Represented by ChatGPT AI Technology will fundamentally change every category of software services – Microsoft President Nadella’s assertion has become the consensus of most technology practitioners in the world today.
But when the foreign technology industry is enthusiastically investing in this wave, Chinese practitioners have discovered sadly:There is almost a blank in the field of large models in China.Only a few large companies have sporadically announced that they will launch their own large-scale models in the future, and a few star entrepreneurs have revealed that they will start businesses in this field.
Against this background, the “birth” of the start-up company MiniMax is undoubtedly an unexpected surprise.
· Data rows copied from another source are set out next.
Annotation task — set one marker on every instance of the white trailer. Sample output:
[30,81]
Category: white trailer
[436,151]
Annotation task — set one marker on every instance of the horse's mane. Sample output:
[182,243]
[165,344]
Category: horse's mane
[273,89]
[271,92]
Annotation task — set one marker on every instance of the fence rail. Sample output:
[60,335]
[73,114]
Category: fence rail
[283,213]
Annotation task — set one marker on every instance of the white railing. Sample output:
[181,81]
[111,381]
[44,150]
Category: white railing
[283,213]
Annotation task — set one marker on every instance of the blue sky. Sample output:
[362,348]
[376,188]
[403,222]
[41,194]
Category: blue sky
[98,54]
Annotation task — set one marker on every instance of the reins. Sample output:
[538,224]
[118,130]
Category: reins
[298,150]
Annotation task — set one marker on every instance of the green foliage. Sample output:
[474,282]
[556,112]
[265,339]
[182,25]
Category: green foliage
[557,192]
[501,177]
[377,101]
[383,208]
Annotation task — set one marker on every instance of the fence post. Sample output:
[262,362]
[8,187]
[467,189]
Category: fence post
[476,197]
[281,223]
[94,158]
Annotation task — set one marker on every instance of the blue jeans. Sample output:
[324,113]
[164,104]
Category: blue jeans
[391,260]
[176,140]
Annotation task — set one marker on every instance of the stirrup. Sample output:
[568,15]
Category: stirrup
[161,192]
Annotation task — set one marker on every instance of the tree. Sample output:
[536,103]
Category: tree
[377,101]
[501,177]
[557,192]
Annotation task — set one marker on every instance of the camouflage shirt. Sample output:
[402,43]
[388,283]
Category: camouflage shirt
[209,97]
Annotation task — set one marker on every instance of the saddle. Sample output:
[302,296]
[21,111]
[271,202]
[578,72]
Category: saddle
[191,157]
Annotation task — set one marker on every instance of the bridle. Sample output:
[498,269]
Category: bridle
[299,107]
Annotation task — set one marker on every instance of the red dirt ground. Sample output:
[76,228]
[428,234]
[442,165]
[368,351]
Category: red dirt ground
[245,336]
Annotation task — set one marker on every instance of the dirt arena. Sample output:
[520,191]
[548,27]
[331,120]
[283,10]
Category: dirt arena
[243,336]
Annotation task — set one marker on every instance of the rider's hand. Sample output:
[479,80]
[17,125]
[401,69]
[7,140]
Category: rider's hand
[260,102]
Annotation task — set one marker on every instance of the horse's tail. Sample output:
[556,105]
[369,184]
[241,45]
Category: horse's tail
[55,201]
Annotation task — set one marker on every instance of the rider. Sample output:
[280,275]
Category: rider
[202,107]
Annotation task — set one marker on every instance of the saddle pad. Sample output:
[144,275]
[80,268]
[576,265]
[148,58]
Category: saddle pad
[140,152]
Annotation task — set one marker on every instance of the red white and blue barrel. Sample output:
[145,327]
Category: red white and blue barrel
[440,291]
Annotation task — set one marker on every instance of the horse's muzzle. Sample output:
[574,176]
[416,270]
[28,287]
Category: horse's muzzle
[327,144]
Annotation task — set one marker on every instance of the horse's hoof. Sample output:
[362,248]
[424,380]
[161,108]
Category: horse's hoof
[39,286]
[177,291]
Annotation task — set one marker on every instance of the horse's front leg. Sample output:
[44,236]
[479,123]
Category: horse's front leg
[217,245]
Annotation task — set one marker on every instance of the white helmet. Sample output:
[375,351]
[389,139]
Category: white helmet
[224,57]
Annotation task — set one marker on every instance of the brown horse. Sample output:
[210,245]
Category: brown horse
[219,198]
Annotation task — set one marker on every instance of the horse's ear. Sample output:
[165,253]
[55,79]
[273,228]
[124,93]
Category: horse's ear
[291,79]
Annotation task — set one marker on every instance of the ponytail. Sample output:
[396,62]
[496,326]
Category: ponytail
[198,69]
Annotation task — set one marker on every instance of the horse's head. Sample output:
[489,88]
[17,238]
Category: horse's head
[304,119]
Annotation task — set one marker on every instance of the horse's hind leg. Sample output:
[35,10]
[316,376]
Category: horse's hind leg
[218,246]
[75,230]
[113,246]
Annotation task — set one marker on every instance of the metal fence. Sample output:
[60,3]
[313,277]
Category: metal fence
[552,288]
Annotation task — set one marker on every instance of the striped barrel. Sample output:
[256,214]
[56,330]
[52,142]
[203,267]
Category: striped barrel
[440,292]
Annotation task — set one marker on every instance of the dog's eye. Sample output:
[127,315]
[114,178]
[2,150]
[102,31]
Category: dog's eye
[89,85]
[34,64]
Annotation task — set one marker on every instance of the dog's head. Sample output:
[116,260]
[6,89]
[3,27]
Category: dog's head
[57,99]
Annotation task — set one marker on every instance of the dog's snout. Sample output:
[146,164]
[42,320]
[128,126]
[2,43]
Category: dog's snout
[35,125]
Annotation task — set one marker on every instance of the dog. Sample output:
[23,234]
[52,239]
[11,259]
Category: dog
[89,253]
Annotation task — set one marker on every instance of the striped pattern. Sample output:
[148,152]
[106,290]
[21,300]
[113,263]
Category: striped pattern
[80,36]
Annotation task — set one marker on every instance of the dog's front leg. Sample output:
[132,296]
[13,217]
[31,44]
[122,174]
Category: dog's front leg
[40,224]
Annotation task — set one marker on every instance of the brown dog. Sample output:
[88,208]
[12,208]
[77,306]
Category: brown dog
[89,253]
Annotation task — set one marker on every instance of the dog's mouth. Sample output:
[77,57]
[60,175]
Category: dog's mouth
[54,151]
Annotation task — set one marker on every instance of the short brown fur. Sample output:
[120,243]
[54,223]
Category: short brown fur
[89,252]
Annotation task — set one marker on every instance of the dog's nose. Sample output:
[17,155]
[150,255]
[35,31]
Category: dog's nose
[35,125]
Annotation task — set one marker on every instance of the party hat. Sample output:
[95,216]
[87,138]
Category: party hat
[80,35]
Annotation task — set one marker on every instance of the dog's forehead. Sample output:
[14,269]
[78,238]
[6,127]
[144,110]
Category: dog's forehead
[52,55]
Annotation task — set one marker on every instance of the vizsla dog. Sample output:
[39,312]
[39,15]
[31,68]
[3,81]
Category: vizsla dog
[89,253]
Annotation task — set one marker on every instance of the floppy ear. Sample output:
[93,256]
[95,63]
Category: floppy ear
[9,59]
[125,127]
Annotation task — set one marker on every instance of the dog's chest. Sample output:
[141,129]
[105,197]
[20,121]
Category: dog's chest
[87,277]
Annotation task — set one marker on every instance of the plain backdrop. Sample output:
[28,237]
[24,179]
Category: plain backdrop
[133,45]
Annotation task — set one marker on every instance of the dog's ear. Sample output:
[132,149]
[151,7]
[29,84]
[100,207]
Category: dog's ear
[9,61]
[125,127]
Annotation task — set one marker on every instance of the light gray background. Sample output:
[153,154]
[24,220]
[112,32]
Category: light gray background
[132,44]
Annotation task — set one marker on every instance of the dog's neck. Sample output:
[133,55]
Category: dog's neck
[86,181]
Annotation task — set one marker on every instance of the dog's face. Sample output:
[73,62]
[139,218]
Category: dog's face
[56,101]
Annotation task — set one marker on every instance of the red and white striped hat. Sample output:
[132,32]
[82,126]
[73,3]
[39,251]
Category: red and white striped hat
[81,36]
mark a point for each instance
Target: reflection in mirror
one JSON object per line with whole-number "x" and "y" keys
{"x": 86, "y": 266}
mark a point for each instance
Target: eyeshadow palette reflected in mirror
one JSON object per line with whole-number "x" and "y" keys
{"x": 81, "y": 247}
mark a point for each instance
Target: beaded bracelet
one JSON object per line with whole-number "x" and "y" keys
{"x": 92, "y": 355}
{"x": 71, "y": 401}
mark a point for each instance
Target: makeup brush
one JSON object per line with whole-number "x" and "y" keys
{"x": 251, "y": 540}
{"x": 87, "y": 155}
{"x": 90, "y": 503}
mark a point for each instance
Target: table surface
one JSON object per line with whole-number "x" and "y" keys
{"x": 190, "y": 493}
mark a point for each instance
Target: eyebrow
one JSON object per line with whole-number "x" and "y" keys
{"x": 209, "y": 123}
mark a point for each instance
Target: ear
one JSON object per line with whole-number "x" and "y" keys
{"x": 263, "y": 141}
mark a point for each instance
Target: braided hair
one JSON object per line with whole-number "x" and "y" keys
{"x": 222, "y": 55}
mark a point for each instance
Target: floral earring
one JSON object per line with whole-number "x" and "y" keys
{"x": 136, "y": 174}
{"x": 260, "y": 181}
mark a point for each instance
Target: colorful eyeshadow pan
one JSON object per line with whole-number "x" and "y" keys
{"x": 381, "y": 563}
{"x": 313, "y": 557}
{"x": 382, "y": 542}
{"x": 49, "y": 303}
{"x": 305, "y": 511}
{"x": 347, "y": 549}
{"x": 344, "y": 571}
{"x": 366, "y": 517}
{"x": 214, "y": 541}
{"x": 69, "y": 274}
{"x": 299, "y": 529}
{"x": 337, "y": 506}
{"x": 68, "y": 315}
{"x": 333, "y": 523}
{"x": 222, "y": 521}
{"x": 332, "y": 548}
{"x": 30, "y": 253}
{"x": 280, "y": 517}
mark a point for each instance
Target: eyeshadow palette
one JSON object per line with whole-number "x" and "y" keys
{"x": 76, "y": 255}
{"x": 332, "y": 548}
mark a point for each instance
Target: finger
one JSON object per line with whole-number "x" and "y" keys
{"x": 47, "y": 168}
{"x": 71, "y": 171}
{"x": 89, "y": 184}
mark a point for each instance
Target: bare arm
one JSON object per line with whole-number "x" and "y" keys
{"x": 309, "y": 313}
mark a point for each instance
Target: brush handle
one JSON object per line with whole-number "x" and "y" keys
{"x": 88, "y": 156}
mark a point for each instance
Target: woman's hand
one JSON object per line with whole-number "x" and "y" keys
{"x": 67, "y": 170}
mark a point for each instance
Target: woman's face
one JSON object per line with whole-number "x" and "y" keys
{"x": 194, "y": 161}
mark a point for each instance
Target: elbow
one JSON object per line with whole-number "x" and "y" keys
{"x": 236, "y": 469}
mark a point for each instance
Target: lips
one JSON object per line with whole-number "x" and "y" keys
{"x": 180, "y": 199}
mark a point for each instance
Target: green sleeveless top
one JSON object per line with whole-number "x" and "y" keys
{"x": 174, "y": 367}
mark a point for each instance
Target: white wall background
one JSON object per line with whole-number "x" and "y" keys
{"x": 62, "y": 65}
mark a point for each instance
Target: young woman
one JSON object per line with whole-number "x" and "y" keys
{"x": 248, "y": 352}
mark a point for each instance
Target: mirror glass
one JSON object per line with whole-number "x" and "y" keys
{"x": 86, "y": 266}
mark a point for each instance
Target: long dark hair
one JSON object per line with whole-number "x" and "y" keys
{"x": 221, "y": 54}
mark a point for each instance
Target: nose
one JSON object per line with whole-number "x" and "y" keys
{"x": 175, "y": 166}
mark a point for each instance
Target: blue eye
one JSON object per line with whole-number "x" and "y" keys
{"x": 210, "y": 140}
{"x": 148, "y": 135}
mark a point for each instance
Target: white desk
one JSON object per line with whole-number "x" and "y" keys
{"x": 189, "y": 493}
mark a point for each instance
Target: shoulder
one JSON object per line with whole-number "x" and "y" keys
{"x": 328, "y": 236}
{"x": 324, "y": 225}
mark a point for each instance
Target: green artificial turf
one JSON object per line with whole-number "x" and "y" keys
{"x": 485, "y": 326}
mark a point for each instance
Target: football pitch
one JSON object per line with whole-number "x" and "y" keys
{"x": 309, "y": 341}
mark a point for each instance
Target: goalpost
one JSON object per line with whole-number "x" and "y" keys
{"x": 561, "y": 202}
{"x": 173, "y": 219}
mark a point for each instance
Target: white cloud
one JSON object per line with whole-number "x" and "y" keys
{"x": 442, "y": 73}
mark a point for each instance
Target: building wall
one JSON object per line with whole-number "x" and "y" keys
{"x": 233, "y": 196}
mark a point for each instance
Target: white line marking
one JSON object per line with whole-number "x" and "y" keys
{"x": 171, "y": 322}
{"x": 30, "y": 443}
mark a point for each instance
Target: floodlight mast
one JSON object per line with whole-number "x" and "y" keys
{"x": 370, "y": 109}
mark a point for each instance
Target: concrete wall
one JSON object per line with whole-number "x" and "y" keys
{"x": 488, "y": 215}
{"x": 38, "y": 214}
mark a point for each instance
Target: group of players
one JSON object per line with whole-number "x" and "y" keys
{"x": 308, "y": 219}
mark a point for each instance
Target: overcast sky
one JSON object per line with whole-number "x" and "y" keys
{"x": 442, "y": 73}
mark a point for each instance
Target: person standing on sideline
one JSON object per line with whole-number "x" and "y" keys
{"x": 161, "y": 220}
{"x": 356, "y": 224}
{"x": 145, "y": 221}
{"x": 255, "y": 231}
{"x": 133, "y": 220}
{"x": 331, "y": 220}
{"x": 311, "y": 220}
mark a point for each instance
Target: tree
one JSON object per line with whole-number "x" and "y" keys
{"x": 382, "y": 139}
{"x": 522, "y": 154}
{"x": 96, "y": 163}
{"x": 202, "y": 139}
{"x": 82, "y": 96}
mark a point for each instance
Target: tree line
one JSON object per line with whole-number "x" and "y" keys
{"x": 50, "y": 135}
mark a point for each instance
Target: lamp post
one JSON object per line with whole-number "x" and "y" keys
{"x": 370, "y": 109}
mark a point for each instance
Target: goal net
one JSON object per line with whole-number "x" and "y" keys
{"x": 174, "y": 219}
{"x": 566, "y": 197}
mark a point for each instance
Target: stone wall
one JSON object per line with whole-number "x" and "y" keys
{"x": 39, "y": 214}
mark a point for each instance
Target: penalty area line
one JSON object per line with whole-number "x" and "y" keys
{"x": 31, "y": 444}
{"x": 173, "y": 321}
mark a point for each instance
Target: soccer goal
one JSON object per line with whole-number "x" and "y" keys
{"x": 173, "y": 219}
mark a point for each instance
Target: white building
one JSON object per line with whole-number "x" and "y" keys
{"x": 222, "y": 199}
The company, which was founded one and a half years ago, took large-scale models as the main research and development direction from the first day of its establishment.Today, there are already three basic large models of modalities, involving the generation of different content of voice, image, and text.
Based on the self-developed large model, they have launched an intelligent dialogue robot generation platform Glow, which currently has nearly five million users and hundreds of millions of user calls per day.
Before ChatGPT became popular, making a large model was a “stupid business” with huge investment, side track, and very unclear commercialization prospects.Not to mention ordinary entrepreneurs, even Internet giants who have a lot of resources rarely dabble or have limited investment. And this is also the direct reason why the domestic large-scale model is blank today.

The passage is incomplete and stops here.